Armed rebels have given Syria’s regime until noon today to observe UN-Arab League envoy Kofi Annan’s plan for ending bloodshed in Syria, warning they will take “courageous decisions” if the deadline is not met.
The ultimatum by the Free Syrian Army (FSA) was followed by a demand from UN Secretary-General Ban Ki-moon that the regime implement Annan’s six-point plan, which includes a ceasefire that should have taken effect on April 12, but has been violated daily.
US Ambassador to the UN Susan Rice warned on Wednesday that prospects for a political solution — part of the Annan plan — are now “almost non-existent” and that the UN Security Council must discuss new action against Damascus.
A statement issued by the Free Syrian Army command inside Syria said that if the regime “does not meet the deadline by Friday midday, the command ... will no longer be tied by any commitment to the Annan plan ... and our duty will be ... to defend civilians.”
Parties to the conflict, which has seen more than 13,000 people killed since an anti-regime revolt erupted in March last year, agreed to abide by the truce that was brokered by Annan.
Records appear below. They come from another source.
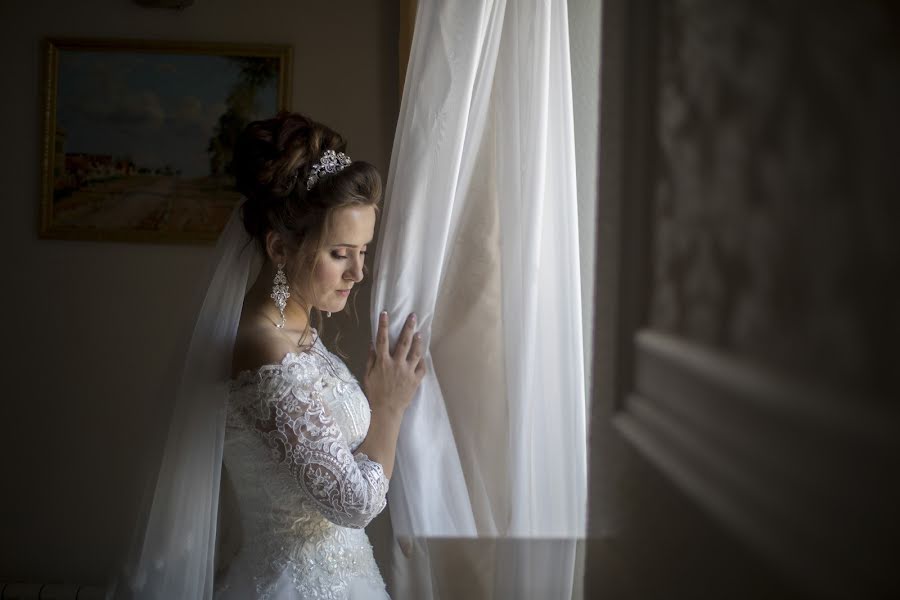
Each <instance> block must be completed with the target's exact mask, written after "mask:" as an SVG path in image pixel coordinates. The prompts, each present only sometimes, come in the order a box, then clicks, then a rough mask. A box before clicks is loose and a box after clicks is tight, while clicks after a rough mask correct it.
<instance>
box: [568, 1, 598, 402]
mask: <svg viewBox="0 0 900 600" xmlns="http://www.w3.org/2000/svg"><path fill="white" fill-rule="evenodd" d="M568 8H569V52H570V62H571V63H572V109H573V116H574V118H575V177H576V179H577V182H576V183H577V186H578V243H579V246H580V248H581V315H582V319H583V327H582V330H583V332H584V360H585V364H586V365H590V364H591V360H592V353H593V347H592V344H591V341H592V332H593V328H594V263H595V241H596V239H595V235H596V221H595V219H596V212H597V152H598V146H597V142H598V139H599V135H600V134H599V122H598V121H599V116H600V111H599V106H600V105H599V102H600V2H599V1H598V0H569V4H568ZM584 372H585V383H586V387H585V390H586V392H587V393H588V394H590V389H591V369H590V368H585V370H584Z"/></svg>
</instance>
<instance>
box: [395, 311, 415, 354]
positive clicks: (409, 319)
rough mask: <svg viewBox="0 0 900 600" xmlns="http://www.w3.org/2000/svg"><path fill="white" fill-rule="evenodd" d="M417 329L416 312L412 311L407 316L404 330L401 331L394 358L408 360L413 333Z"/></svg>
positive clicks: (396, 346)
mask: <svg viewBox="0 0 900 600" xmlns="http://www.w3.org/2000/svg"><path fill="white" fill-rule="evenodd" d="M415 329H416V313H410V315H409V316H408V317H406V323H405V324H404V325H403V331H401V332H400V339H399V340H397V346H396V347H395V348H394V354H393V356H394V360H408V356H409V348H410V346H411V345H412V337H413V333H415Z"/></svg>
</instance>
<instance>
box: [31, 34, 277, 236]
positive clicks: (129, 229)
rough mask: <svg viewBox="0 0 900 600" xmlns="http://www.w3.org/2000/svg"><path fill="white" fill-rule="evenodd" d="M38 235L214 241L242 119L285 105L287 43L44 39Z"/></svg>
mask: <svg viewBox="0 0 900 600" xmlns="http://www.w3.org/2000/svg"><path fill="white" fill-rule="evenodd" d="M45 48H46V54H45V59H46V78H45V82H44V83H45V97H44V114H43V117H44V133H43V136H44V137H43V160H42V162H43V165H42V171H41V204H40V223H39V233H38V235H39V237H41V238H46V239H68V240H76V239H77V240H103V241H123V242H161V243H206V244H208V243H213V242H214V241H215V240H216V238H217V237H218V235H219V233H220V232H221V230H222V228H223V227H224V225H225V222H226V221H227V219H228V216H229V215H230V214H231V211H232V208H233V207H234V206H235V205H236V203H237V202H238V200H239V198H240V196H239V194H238V193H237V191H235V190H234V179H233V177H232V176H231V173H230V157H231V150H232V148H233V143H234V140H235V138H236V136H237V133H238V132H239V131H240V130H241V129H243V127H244V126H245V125H246V123H248V122H250V121H252V120H255V119H259V118H265V117H269V116H272V115H274V114H275V113H276V112H277V111H279V110H288V109H289V107H290V101H291V66H292V61H293V50H292V47H291V46H289V45H271V44H225V43H222V44H219V43H199V42H179V41H140V40H116V39H72V38H48V39H47V40H46V45H45Z"/></svg>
However, despite the deployment of nearly 300 UN observers, the death toll has spiralled in recent weeks as regime forces assault opposition strongholds.
The FSA singled out last weekend’s massacre near the central town of Houla in which 108 people died, including 49 children and 34 women.
Some were killed by artillery and tank fire, but most were summarily executed, according to the UN High Commissioner for Human Rights.
“After the barbarous massacre of women and children at Houla ... we announce that there is no more justification for us to unilaterally respect the truce because [Syrian President Bashar al-Assad] has buried Annan’s plan,” the FSA said.
It added that it would announce in the coming days “a series of decisive and courageous decisions for the next phase” of their struggle against Assad.
The rebels demanded that the regime adhere to all six points of the Annan plan: an end to armed violence, humanitarian access, an inclusive Syrian-led political process, the right to demonstrate, the release of political prisoners and access by the media to all parts of the country.
For his part, Ban demanded at a forum in Istanbul that “the government of Syria act on its commitment to the Annan peace plan” and “act on its responsibilities to its people.”
Speaking of the Houla massacre, he said the bodies were counted by UN observers, “our eyes and ears of the international community.”
The observers are in Syria “so that perpetrators of crimes may be held accountable,” he said. “We are not there to play the role of passive observer to unspeakable atrocities.”
On Wednesday, the UN observer mission chief in Syria, Major General Robert Mood, disclosed a new massacre.
He said 13 bodies of people killed execution-style had been found in the eastern town of Assukar, describing it as an “appalling and inexcusable act.”
Later in the day, UN Under Secretary-General Herve Ladsous gave the Security Council a “somber” account of the killings in Assukar and of the Houla massacre.
The US, France, Britain and Germany all emerged from the council meeting urging measures up to sanctions by the 15-nation body.
Rice said increased pressure “could include sanctions of the sort that have been alluded to and discussed, and we were among those that raised that possibility,” she said.